Speaking to FTAdviser’s features editor, Melanie Tringham, today (May 19), Siarkiewicz said: “We haven’t seen people wanting to start dipping into their pension pots to cover costs of living yet, but obviously that's an area we’re very mindful of.
“What we’re going to be monitoring in the pensions space are two things primarily. One, are people starting to think about saving less as their finances are squeezed?
“And also, are they thinking that actually one way for them to get through this is to dip into their pension pot?”
Maps is, however, starting to see UK pension holders ask how they can maximise their income, and how they can access affordable credit.
“Where we are at the moment is the beginning. Typically, it takes a while before people start to engage with services.
“There will be a growing number of people who fall behind with their payments and fall into debt, so we’re making sure we’ve got sufficient capacity available across our funded organisations to deal with the potential increase in that.”
Inflation rose to a 40-year high in April, in what some experts have described as the worst inflation crisis seen in a lifetime.
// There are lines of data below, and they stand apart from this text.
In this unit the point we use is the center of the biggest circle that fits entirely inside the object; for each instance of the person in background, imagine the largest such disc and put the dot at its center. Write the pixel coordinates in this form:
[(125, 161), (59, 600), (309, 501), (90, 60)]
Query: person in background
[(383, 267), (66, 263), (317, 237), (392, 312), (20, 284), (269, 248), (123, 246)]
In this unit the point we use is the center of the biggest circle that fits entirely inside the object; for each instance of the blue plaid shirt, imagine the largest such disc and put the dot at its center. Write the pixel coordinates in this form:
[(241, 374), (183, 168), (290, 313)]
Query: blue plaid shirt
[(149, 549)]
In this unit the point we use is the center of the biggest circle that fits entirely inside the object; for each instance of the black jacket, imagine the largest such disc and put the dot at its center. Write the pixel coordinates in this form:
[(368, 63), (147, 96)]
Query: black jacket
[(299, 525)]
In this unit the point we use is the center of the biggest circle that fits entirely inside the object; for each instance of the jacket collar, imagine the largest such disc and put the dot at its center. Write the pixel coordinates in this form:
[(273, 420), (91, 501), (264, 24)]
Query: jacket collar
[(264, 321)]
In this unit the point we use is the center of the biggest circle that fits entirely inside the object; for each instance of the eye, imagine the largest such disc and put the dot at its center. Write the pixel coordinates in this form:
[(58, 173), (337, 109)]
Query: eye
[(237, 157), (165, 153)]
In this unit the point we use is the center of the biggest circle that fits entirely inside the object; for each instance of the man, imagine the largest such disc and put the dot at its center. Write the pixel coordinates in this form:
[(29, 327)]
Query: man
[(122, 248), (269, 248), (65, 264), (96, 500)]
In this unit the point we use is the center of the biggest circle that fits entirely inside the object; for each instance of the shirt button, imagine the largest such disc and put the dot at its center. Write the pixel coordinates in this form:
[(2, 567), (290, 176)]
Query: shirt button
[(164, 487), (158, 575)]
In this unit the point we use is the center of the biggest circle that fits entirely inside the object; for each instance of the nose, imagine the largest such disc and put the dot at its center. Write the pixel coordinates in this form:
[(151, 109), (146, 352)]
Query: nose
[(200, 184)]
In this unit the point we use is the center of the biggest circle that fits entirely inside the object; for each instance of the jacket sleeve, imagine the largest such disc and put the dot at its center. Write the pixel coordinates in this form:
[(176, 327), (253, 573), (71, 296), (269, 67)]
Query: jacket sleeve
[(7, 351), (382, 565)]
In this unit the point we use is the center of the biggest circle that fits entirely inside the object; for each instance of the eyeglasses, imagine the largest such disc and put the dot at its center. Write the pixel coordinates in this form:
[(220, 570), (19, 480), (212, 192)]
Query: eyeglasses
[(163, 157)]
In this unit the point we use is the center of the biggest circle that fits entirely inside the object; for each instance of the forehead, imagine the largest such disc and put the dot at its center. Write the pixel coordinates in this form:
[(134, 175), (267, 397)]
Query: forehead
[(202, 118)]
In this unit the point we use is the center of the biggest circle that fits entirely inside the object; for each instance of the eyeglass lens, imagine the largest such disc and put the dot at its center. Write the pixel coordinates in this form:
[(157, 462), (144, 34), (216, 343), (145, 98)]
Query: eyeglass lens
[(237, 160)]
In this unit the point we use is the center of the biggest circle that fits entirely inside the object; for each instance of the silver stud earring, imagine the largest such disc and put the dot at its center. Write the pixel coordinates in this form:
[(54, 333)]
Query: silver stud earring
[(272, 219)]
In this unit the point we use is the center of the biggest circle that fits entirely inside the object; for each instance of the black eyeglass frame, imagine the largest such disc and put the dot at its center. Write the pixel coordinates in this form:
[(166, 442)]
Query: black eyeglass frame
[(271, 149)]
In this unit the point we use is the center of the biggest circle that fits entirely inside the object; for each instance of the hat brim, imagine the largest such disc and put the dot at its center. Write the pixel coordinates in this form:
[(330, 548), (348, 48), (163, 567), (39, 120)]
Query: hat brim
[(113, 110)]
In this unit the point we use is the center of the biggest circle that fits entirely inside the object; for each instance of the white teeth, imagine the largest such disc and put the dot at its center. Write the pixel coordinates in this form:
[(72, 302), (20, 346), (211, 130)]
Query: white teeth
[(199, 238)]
Bank of England governor Andrew Bailey has also said “there isn’t a lot" the central bank can do about inflation forecasts of 10 per cent, blaming a series of unprecedented shocks to the UK and wider global markets.
Reviewing retirement pathway tool
By and large, customers come to Maps - a body sponsored by the Department for Work and Pensions - because they are told to, either by a provider or fellow organisation.
Siarkiewicz said engaging people with their pensions is “challenging”, echoing a sentiment felt widely across the industry hence the introduction of government-led initiatives such as the pensions dashboard.
“I used to work in the debt advice sector…I thought that space was bad until I discovered in the pensions space engagement is even lower,” she said.
Siarkiewicz reckons the impact of pensions dashboards will be “revolutionary” in solving part of this challenge, though she admitted people knowing where all thier pensions are and how much that will give in retirement is “only part of the story”.